Alibaba is expected to list on the New York Stock Exchange in mid-September under the ticker BABA, in what will be one of the biggest stock debuts ever in the U.S.
Here’s what you need to know about the Alibaba IPO:
1) What Alibaba actually does
Alibaba was founded by Jack Ma, a former English teacher from the eastern Chinese city of Hangzhou. The company is kind of a Chinese mashup of eBay (EBAY) and Amazon (AMZN), offering everything from business-to-business web portals, online retail, shopping search engines, and cloud computing. Ma is worth $21.8 billion and is China’s richest person. Search giant Yahoo (YHOO) owns a stake in Alibaba.
2) How much it aims to raise
If Alibaba ends up moving the maximum number of shares proposed at the highest price currently anticipated, this IPO could be one for the record books.
The company may end raising $24.3 billion, representing the biggest-ever IPO and eclipsing the $22 billion raised by Agricultural Bank of China (ACGBY) back in 2010.
3) How the valuation stacks up
Believe it or not, Alibaba would be valued pretty close to Amazon and more than twice eBay (EBAY). The Chinese e-commerce company, though, would be well below its global rival Google (GOOG) and social network giant Facebook (FB).
4) An IPO valuation equal to Amazon’s
Don’t forget that Alibaba is the dominant player in the world’s biggest Internet market, home to 560 million internet users – twice as many as the U.S.
China’s equivalent of Black Friday in the U.S. is Single’s Day on Nov. 11, the biggest online shopping day of the year. Last November, Alibaba sites such as Toabao and Tmall raked in $5.75 billion in sales in that single 24 hour period.
5) Control of mobile payments
Alibaba’s mobile payments service Alipay controls about 70% of all of China’s mobile payments in 2013.
On top of that, the company dominates the business-to-business e-commerce business with a nearly 50% share as of early 2013.

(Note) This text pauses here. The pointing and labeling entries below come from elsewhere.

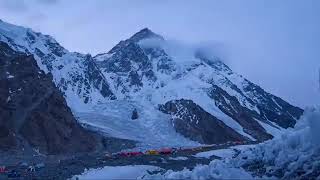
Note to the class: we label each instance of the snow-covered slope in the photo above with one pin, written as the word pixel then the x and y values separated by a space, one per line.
pixel 294 155
pixel 146 67
pixel 147 71
pixel 76 75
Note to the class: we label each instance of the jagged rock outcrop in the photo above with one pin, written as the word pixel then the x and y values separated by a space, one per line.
pixel 146 67
pixel 75 74
pixel 34 114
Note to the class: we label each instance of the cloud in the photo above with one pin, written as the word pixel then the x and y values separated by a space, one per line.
pixel 13 5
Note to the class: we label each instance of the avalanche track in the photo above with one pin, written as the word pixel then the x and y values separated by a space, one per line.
pixel 152 129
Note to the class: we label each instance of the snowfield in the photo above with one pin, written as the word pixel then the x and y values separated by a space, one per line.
pixel 152 129
pixel 292 155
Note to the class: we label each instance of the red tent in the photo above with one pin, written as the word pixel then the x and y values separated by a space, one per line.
pixel 166 151
pixel 2 169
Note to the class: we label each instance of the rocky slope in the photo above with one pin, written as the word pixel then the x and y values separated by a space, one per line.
pixel 146 70
pixel 75 74
pixel 146 67
pixel 34 114
pixel 190 120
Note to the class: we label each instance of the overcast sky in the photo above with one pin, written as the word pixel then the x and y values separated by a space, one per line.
pixel 274 43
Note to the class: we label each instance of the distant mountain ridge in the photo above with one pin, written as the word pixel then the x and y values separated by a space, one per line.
pixel 142 68
pixel 146 70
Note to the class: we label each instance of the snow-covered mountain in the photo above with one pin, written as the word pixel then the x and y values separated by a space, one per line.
pixel 34 116
pixel 148 68
pixel 76 75
pixel 174 89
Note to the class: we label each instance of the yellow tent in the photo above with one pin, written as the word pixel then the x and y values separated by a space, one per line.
pixel 152 152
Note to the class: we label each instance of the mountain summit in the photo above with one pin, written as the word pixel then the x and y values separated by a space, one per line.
pixel 180 83
pixel 144 34
pixel 180 97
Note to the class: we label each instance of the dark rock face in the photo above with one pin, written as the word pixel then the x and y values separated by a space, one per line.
pixel 134 114
pixel 193 122
pixel 274 108
pixel 245 117
pixel 33 111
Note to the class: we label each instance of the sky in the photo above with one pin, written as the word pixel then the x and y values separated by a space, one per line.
pixel 275 44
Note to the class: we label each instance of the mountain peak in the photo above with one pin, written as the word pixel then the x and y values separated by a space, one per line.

6) The risks for investors
In its IPO prospectus, Alibaba has a 38-page section on potential risks. They include government interference, complex corporate structure and high debt levels. This biggest may be this: As a foreign company, Alibaba is exempt from certain corporate governance requirements and doesn’t need to file reports and disclosures to the SEC as promptly as American companies.
By the way, this is turning out to be a banner year for U.S.-based IPOs. Some $47 billion has been raised so far in 2014, according a Wall Street Journal article citing Dealogic data. That’s not including Alibaba. Throw that in and we could be looking at the biggest IPO year since the dot-com days of 2000, when companies debuting on American stock exchanges raised more than $100 billion.
Wait a second, should we be worried? It’s legitimate question because IPOs often tend to ramp up in the ending stages of the bull market.
And what about “super-sized” IPOs like Alibaba?
“Looking at a history of the top 10 IPOs of all time in U.S. markets … mega-IPOs do tend to happen towards market tops,” said ConvergEX Group chief market strategist Nicholas Colas.